LATTE: Learning Aligned Transactions and Textual Embeddings for Bank Clients
- URL: http://arxiv.org/abs/2508.10021v3
- Date: Thu, 09 Oct 2025 20:52:29 GMT
- Title: LATTE: Learning Aligned Transactions and Textual Embeddings for Bank Clients
- Authors: Egor Fadeev, Dzhambulat Mollaev, Aleksei Shestov, Omar Zoloev, Artem Sakhno, Dmitry Korolev, Ivan Kireev, Andrey Savchenko, Maksim Makarenko,
- Abstract summary: We propose LATTE, a contrastive learning framework that aligns raw event embeddings with semantic embeddings from frozen language models.<n>We experimentally show that our method outperforms state-of-the-art techniques for learning event sequence representations on real-world financial datasets.

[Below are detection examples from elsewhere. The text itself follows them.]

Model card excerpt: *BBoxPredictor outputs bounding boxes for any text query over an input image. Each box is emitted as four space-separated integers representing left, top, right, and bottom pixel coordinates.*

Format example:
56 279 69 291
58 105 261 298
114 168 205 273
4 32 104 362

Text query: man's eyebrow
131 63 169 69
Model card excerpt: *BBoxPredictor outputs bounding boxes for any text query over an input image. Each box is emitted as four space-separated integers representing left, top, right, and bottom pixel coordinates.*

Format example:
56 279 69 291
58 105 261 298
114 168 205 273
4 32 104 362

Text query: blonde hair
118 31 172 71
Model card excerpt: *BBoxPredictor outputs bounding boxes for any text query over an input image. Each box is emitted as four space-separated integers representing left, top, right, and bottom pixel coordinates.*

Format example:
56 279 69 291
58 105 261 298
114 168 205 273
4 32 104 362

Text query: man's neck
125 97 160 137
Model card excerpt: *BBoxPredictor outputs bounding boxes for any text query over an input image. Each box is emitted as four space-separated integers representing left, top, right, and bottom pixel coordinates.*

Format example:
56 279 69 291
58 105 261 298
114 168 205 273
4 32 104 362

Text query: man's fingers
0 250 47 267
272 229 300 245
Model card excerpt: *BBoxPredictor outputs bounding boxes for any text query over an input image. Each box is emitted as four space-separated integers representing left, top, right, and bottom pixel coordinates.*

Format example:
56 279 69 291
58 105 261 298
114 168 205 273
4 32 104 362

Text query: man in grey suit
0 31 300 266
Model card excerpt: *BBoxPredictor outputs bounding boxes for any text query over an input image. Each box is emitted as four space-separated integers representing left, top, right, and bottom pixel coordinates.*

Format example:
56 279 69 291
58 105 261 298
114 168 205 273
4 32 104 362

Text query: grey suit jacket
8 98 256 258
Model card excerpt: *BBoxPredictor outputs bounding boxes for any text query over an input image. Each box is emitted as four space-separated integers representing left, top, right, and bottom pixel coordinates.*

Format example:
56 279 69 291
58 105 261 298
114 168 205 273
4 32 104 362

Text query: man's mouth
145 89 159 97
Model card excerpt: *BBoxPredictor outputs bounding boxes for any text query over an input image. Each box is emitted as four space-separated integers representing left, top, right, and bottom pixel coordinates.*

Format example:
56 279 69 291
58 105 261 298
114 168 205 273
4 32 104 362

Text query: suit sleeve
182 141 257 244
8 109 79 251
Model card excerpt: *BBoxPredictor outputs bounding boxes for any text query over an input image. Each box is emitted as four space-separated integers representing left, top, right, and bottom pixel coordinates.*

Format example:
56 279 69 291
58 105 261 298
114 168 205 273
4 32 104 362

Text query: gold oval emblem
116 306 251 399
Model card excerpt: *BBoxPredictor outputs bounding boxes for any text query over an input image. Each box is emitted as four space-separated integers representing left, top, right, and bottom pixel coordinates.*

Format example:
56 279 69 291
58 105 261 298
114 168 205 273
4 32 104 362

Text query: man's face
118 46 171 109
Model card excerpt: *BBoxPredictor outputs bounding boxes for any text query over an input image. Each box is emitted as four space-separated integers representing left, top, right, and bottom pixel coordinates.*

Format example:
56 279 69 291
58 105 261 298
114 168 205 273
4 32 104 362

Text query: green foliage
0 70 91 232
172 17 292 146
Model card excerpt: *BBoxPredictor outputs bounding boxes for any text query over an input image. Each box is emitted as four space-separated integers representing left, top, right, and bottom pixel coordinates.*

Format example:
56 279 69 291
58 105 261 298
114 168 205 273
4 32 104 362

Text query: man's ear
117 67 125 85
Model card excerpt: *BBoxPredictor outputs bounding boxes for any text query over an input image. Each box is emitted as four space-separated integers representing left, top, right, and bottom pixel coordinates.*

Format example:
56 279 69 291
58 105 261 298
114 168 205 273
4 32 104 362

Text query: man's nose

- Score: 0.6106535351521803
- License: http://creativecommons.org/licenses/by/4.0/
- Abstract: Learning clients embeddings from sequences of their historic communications is central to financial applications. While large language models (LLMs) offer general world knowledge, their direct use on long event sequences is computationally expensive and impractical in real-world pipelines. In this paper, we propose LATTE, a contrastive learning framework that aligns raw event embeddings with semantic embeddings from frozen LLMs. Behavioral features are summarized into short prompts, embedded by the LLM, and used as supervision via contrastive loss. The proposed approach significantly reduces inference cost and input size compared to conventional processing of complete sequence by LLM. We experimentally show that our method outperforms state-of-the-art techniques for learning event sequence representations on real-world financial datasets while remaining deployable in latency-sensitive environments.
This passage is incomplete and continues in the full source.